The effect that social media has had on the social fabric of society is huge, and obvious.
Almost everyone is on some form of social media now, but most of us probably don’t step back and wonder how it’s actually affecting us.
If you’re younger than 30, you’ve grown up amongst the advent of smartphones and social media, so the idea of not using it has probably never crossed your mind.
The issue is even worse if you’re under 20.
Statistics show that almost 90% of people under 20 regularly use social media, which is going to be basically your entire social group.
But is this really a problem? Should we really we be concerned about people browsing Facebook?
The answer, unfortunately, is yes.
The problem with social media is twofold.
- First, sites like these don’t put forward an accurate model of reality, which can skew our perspectives as to what’s real, what’s normal, and how we should feel about it.
- Second, social media is specifically designed to play on the reward centres in our brains.
Here’s how that works.
In terms of perspective, I’m sure that you’ve noticed how most people’s lives online are always a lot better than they seem to be in real life, right? That’s a noted phenomenon. People consistently post to show themselves in a better light, and might not worry so much about fudging the exact details, if it makes them look like they’re doing well.
Whether that’s posting up pictures of a shiny new car or awesome vacation without showing how much work it took to afford it, or even if they used credit!
It could take the form of unrealistic and photoshopped selfies that aren’t a great indication of how any can look in real life.
It could even just be the very basic issue of not picking up the phone and having some real contact with people, because you send them a message, and that counts, right?
See, humans naturally weigh themselves up against the other people around them. Most of the time, this isn’t really an issue, because the people around us are like us.
But on social media, it’s a free for all.
You can get in contact with absolutely anyone, including people you otherwise wouldn’t see. This constant comparison, especially with images that might not actually be real screws up our heads, and causes us to feel bad because we’re comparing ourselves with things that don’t actually exist.
The simplest way of stopping that? Stop seeing it.
As for the reward centres in our heads, what does that even mean?
Well, there’s this little hormone called dopamine, which gets pumped into our bloodstream whenever we do something that’s good. Meeting up with family, eating good food, even something exciting like a roller coaster is fun specifically because of this system.
But social media is specifically designed to trigger this system. Even the way it’s used, the motions you have to take and the colors of the interface are specifically designed by behavioural scientists to grab your attention and make you feel good for using it.

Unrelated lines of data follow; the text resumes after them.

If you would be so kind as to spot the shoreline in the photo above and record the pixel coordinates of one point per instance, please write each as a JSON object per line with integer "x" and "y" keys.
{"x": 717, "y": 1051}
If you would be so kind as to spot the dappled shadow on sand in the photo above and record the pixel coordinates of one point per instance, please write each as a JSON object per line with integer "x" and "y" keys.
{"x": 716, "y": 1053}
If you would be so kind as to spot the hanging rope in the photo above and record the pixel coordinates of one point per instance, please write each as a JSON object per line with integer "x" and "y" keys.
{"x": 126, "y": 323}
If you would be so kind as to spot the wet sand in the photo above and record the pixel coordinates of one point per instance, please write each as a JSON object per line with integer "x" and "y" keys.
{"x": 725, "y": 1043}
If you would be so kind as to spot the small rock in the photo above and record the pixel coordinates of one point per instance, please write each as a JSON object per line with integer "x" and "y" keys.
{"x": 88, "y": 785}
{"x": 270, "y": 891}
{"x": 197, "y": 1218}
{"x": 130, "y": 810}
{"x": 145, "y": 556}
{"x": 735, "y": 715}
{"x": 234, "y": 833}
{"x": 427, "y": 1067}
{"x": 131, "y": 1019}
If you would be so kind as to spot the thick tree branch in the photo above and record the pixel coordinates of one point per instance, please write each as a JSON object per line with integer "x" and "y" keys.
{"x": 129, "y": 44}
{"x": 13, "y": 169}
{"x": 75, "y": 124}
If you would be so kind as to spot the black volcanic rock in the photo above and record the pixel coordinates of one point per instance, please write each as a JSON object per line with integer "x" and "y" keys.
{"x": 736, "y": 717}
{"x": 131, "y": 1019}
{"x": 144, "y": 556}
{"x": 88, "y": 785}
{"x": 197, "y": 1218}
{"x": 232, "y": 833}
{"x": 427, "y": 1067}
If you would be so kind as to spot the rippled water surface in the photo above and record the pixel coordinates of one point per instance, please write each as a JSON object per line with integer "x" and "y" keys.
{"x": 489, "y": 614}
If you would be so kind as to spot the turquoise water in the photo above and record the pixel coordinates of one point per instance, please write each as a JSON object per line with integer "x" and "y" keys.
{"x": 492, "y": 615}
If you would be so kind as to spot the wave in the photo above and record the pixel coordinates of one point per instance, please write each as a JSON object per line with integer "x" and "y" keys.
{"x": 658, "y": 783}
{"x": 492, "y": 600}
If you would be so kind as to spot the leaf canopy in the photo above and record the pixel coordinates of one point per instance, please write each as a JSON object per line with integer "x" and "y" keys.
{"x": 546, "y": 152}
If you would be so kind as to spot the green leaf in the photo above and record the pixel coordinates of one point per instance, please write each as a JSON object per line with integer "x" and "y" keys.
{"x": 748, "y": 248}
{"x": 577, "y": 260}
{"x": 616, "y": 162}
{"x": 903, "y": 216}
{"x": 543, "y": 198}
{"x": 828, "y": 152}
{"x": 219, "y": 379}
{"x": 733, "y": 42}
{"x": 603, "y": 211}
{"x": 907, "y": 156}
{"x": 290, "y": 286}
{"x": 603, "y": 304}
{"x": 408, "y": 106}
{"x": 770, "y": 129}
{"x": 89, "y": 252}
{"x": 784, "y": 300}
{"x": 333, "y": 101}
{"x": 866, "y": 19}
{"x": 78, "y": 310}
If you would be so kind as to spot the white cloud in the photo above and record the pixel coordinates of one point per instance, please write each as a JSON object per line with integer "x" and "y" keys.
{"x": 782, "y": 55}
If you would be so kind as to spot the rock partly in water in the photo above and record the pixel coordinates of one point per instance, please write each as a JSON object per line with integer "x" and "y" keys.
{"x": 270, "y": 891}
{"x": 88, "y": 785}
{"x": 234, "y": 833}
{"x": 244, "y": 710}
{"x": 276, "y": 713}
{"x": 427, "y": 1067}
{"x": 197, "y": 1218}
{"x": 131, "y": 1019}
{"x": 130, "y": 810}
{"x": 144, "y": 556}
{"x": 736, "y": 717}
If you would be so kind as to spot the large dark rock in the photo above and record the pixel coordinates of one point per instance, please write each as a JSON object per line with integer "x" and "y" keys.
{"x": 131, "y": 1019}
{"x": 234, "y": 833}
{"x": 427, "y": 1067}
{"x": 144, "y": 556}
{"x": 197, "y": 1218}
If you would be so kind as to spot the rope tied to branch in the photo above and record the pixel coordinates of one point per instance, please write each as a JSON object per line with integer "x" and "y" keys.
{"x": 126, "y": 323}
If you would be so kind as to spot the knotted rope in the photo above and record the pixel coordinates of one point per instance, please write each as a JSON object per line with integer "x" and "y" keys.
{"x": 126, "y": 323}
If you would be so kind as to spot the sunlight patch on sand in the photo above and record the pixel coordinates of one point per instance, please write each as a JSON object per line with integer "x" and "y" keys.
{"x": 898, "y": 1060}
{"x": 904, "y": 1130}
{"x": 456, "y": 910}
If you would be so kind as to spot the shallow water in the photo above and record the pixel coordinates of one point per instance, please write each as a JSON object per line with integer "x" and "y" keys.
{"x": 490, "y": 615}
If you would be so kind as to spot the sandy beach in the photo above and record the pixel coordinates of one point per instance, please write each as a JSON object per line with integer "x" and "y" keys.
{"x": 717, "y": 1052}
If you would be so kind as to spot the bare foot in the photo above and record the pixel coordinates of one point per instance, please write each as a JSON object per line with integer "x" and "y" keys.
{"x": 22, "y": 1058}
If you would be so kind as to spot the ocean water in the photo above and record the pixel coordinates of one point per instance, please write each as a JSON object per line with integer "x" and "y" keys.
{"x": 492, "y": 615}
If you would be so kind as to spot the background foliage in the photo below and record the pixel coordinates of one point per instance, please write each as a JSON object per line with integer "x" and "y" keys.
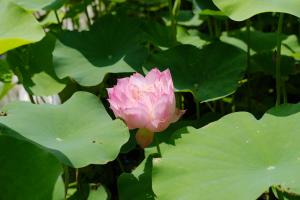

Worse, it makes you feel bad for not using it. I’m sure you, like us, have had days where you’re cut off from your phone, and it actually makes you feel shaky and ill at ease, like you’re missing out.
That’s absolutely intentional, and it’s what the makers want.
But how do you fix this? It’s quite simple, if you follow the 5 tips below.
1) Curate your feeds
This is alarmingly simple, but something that people don’t generally do.
It comes down to one thing. Stop following people who don’t bring good things into your life
If there are feeds that show you images that make you feel bad, cut them out of your life. If you’re interacting with people, or have people hanging around that make you feel bad, then remove them from your life.
You wouldn’t associate with people in real life who made you feel awful, so why do it online?
2) Seek out positivity
Find new people to follow, who give out good messages.
Once you’ve cut out all of the trash, that’s going to leave a lot of space in your life.
Make sure you replace it with good things, that make you feel better about who you are and where you want to be.
3) Blocking is absolutely okay
You don’t just have to remove people from your life.
It’s not uncommon to have our feeds full of mentions from celebs and brands about who we should be and how we should live our lives.
But if these images and messages aren’t appropriate for you? Block, and block mercilessly.
Social media is designed to be a ‘best of.’ No one’s gonna post up images of their failures, without damn good reason.
That means that, every time you click online, you’re putting yourself face to face with unrealistic images. If you just accept them at face value, and measure yourself up against these fake perspectives, of course you’re going to come off worse.
The only person you should be measuring yourself against, is yourself.
Whilst social media is an excellent tool when it’s used correctly, a lot of people today seem to default to using it in lieu of doing anything else.
I mean, it makes sense. Not only is social media designed to be simple, easy to use and addictive, it gives you that feeling of accomplishment when you get in contact with other people.
But it’s all the ghost of a ghost, and you’ll feel so much better about yourself if you spend the majority of your time actually pursuing meaningful goals, rather than watching other people achieve theirs online.
Take it from us, your life will improve so much more if you cut down on social media time, and start focusing on real life action.
The last word
Social media can be an incredibly empowering tool, if used correctly.
It can also be an exceptionally effective method to keep in contact with friends and family, as well as using it for work connections.
But that’s the way it should be used.
By being more discerning in how you choose to use and consume social media, you can use it to benefit your life, rather than bring you down.
All it takes is some smart choices, and the courage to step back and remove the toxic elements from your life. The power is entirely within your hands.